C-BPO personalizes LLMs by calibrating binary feedback to isolate unique user preferences from shared knowledge.

A machine-rendered reading of the paper's core claim, the machinery that carries it, and where it could break.

Large language models personalize more accurately when target user data is treated as positive feedback and other users' data supplies implicit negative signals. The C-BPO framework applies positive-unlabeled learning to subtract the positive bias that arises from overlapping task knowledge, so the model learns idiosyncrasies without losing general capabilities. Standard personalization approaches that rely only on isolated user histories miss these inter-user differences. If the calibration works, binary signals alone become sufficient for modeling distinct preferences across tasks and model backbones.

Core claim

The paper introduces C-BPO, which derives an optimization objective from positive-unlabeled learning theory. Target-user examples serve as the positive set while examples from other users form an auxiliary set of implicit negatives; the objective subtracts the estimated positive bias to purify the negative signals and align the model with individual preferences.

What carries the argument

The PU-learning-derived objective that subtracts positive bias from implicit negative signals derived from other users' data.

If this is right

  • Personalization improves consistently across multiple tasks and different backbone LLMs.
  • Binary feedback becomes effective for capturing inter-user differences once calibrated.
  • General helpfulness is preserved while unique preferences are emphasized.
  • No additional labeled negative data is required beyond the auxiliary user pool.

Where Pith is reading between the lines

These are editorial extensions of the paper, not claims the author makes directly.
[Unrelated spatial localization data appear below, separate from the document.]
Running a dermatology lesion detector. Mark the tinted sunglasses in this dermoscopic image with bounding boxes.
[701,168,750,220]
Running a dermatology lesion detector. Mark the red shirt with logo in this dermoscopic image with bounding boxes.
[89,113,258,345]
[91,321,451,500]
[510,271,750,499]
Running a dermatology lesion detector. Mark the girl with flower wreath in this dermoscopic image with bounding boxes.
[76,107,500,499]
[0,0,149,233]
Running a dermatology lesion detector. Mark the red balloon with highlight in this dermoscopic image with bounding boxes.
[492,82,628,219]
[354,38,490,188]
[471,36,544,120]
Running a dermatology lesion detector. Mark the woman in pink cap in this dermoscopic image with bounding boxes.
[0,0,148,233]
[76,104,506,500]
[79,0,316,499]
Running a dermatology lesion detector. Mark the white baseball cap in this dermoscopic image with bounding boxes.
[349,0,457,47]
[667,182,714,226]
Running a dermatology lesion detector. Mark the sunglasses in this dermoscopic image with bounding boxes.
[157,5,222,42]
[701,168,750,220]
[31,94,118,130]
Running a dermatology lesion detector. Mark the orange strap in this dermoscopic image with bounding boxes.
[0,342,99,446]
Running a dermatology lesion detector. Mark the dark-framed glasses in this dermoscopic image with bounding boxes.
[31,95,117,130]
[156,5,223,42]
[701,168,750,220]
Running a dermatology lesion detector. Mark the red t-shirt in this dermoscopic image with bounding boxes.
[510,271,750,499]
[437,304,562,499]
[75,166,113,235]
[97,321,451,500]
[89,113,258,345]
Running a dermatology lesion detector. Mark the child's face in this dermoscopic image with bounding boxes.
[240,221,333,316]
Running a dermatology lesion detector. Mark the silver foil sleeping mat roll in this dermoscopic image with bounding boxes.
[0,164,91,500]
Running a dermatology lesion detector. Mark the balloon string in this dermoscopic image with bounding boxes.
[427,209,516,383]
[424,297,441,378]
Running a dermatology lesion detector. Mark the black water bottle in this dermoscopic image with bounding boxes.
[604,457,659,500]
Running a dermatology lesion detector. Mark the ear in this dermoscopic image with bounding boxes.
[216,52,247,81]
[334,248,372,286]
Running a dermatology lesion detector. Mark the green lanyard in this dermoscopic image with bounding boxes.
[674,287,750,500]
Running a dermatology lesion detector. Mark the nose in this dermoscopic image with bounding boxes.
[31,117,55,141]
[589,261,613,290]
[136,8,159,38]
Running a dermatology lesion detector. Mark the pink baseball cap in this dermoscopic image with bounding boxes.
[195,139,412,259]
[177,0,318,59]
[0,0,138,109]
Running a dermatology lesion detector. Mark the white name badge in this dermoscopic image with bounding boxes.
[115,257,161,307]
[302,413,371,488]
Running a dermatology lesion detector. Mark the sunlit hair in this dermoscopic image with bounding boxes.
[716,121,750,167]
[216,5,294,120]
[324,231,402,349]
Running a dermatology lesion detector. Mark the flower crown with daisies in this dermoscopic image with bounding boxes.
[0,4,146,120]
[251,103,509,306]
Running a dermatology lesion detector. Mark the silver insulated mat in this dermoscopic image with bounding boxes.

  • The same bias-correction step could be tested on multi-turn dialogue histories to isolate evolving user traits.
  • Scaling the auxiliary set size might reveal whether the method remains stable when user pools grow large.
  • The approach connects naturally to other settings where positive-unlabeled techniques separate shared structure from individual signals.

Load-bearing premise

Other users' data can be treated as reliable implicit negatives whose shared positive components can be subtracted without introducing new biases or harming general performance.

What would settle it

A controlled experiment on a personalization benchmark where C-BPO is applied yet the model shows no gain over baselines on metrics that measure capture of user-specific preferences.

Figures

Figures reproduced from arXiv: 2605.10043 by Haibing Di, Jing Li, Liye Zhao, Weijun Yao, Wenya Wang, Xilai Ma.

Figure 1
Figure 1. Figure 1: Overview of the C-BPO framework. We leverage the target user’s data as positive signals and auxiliary users’ data as implicit negative signals to align the LLM with the target user’s distinct preferences. 3.2 Unbiased Personalization via PU Risk Reformulation To address the negative bias discussed in §3.1, we propose to reformulate the binary-feedback prefer￾ence optimization under Positive-Unlabeled (PU) … view at source ↗
Figure 2
Figure 2. Figure 2: Performance comparison across varying pro [PITH_FULL_IMAGE:figures/full_fig_p007_2.png] view at source ↗
Figure 3
Figure 3. Figure 3: Analysis of user uniqueness and the sensitivity of [PITH_FULL_IMAGE:figures/full_fig_p008_3.png] view at source ↗
Figure 4
Figure 4. Figure 4: Average performance across 5 tasks for various LLMs. [PITH_FULL_IMAGE:figures/full_fig_p015_4.png] view at source ↗
Figure 5
Figure 5. Figure 5: User uniqueness analysis across different tasks. [PITH_FULL_IMAGE:figures/full_fig_p017_5.png] view at source ↗
Figure 6
Figure 6. Figure 6: Token-level log-probability shift on auxiliary [PITH_FULL_IMAGE:figures/full_fig_p017_6.png] view at source ↗
read the original abstract

Large Language Model (LLM) personalization aims to align model behaviors with individual user preferences. Existing methods often focus on isolated user histories, neglecting the essential role of inter-user differences. We propose C-BPO, a framework that personalizes LLMs via preference-calibrated binary signals. By treating target user data as positive feedback and other users' data as an auxiliary set of implicit negative signals, C-BPO captures distinct inter-user differences. To mitigate the preference overlap issue, where shared task knowledge is erroneously penalized, we derive an objective grounded in Positive-Unlabeled (PU) learning theory. This approach purifies negative signals by subtracting ``positive bias'', ensuring alignment with unique idiosyncrasies without compromising general helpfulness. Empirical experiments across various personalization tasks and backbone LLMs show C-BPO consistently outperforms baselines, demonstrating the efficacy of preference-calibrated binary signals in modeling inter-user differences.

Editorial analysis

A structured set of objections, weighed in public.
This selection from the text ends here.